APPLI L'entreprise de VTC a étudié le comportement de ses utilisateurs...

N.Beu.

— 

L'application Uber utilisée à New York, en mars 2015.
L'application Uber utilisée à New York, en mars 2015. — Mary Altaffer/AP/SIPA

Une batterie de téléphone vide vous rend moins exigeant. C’est en tout cas ce qu’Uber a constaté en analysant ses données. Selon le patron de la recherche au sein de l’entreprise de VTC, Keith Chen, qui s’est confié à la radio NPR, les utilisateurs de l’application seraient en effet bien plus enclins à surpayer une course lorsque leur téléphone menace de les lâcher.

Pour le savoir, Uber n’a pas eu à interviewer ses utilisateurs à la sortie des boîtes. L’ennemi numéro 1 des taxis a simplement étudié le comportement des utilisateurs dont le téléphone et donc l’appli étaient passés en mode « économie d’énergie ». Et les résultats sont clairs : alors qu’un individu à la batterie pleine peut se permettre d’attendre le meilleur prix (les tarifs d’Uber sont indexés sur la demande), son voisin à la batterie chancelante se montre moins regardant, de peur de devoir rentrer par le bus de nuit.

Et alors ?

Un sociologue amateur en aurait conclu autant, nous direz-vous. Pourtant, le propos de Keith Chen n’a rien d’anodin. Si Uber a la preuve qu’une batterie vide vous rend moins exigeants, qu’est-ce qui l’empêcherait d’adapter ses tarifs à ses clients en mode « économie d’énergie » ? Rien, a priori, sinon la morale.
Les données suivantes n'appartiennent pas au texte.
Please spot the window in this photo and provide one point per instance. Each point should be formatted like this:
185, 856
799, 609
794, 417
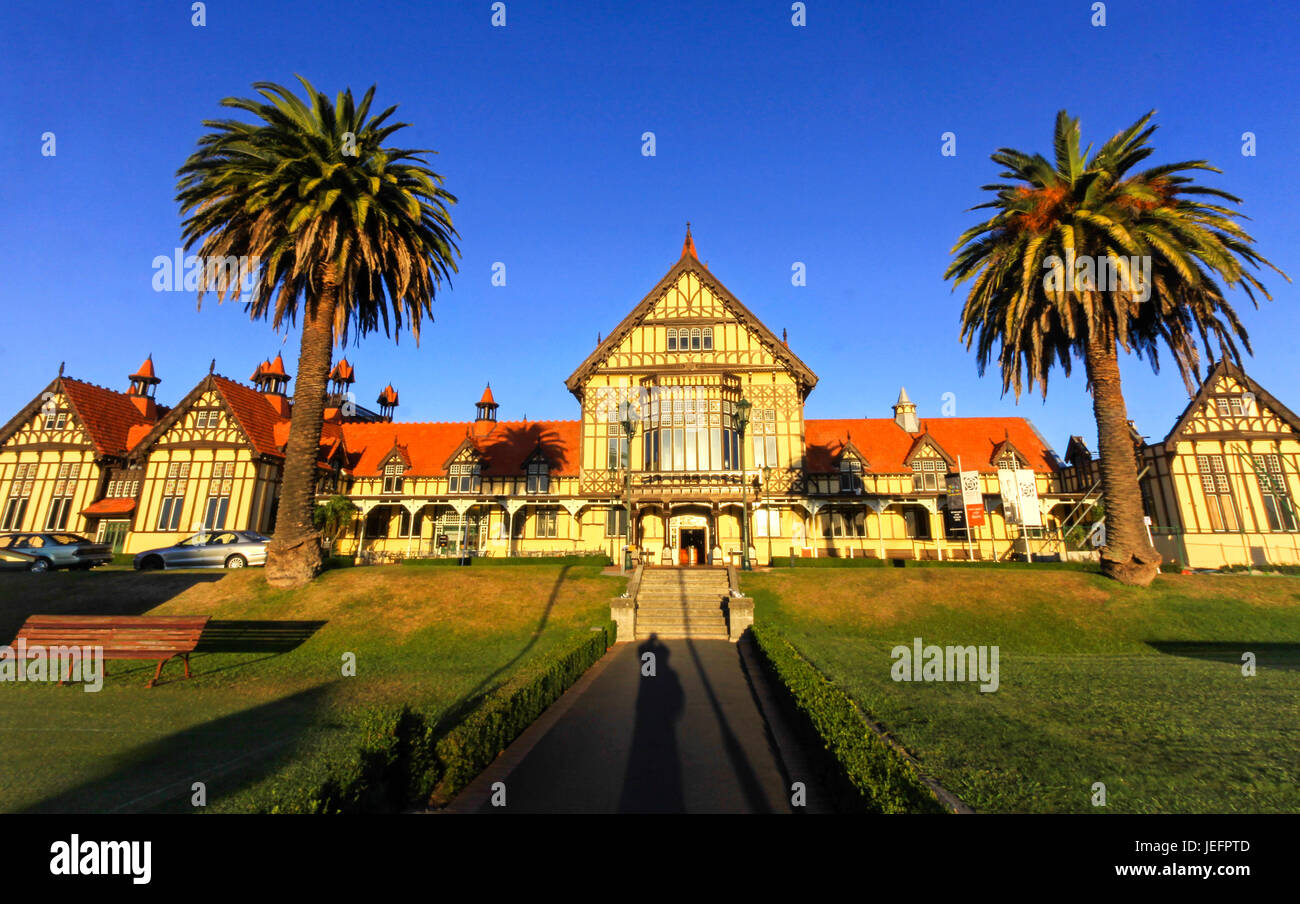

Mais « nous n’utilisons pas du tout cela pour vous pousser à accepter des prix plus élevés », répond Keith Chen, qui évoque simplement « un aspect psychologique intéressant du comportement humain ».

Si Chen assure que la « douleur psychologique » que provoque le paiement est un élément qu’il prend très au sérieux, Uber a toutefois déjà été épinglée par le passé pour sa moralité relative. En 2014,rappelle Mashable, l’entreprise avait ainsi dû présenter ses excuses à ses clients pour avoir profité d’une prise d’otages à Sydney pour gonfler ses prix. En 2015, elle avait fait de même à l’occasion d’une grève de métro à Londres.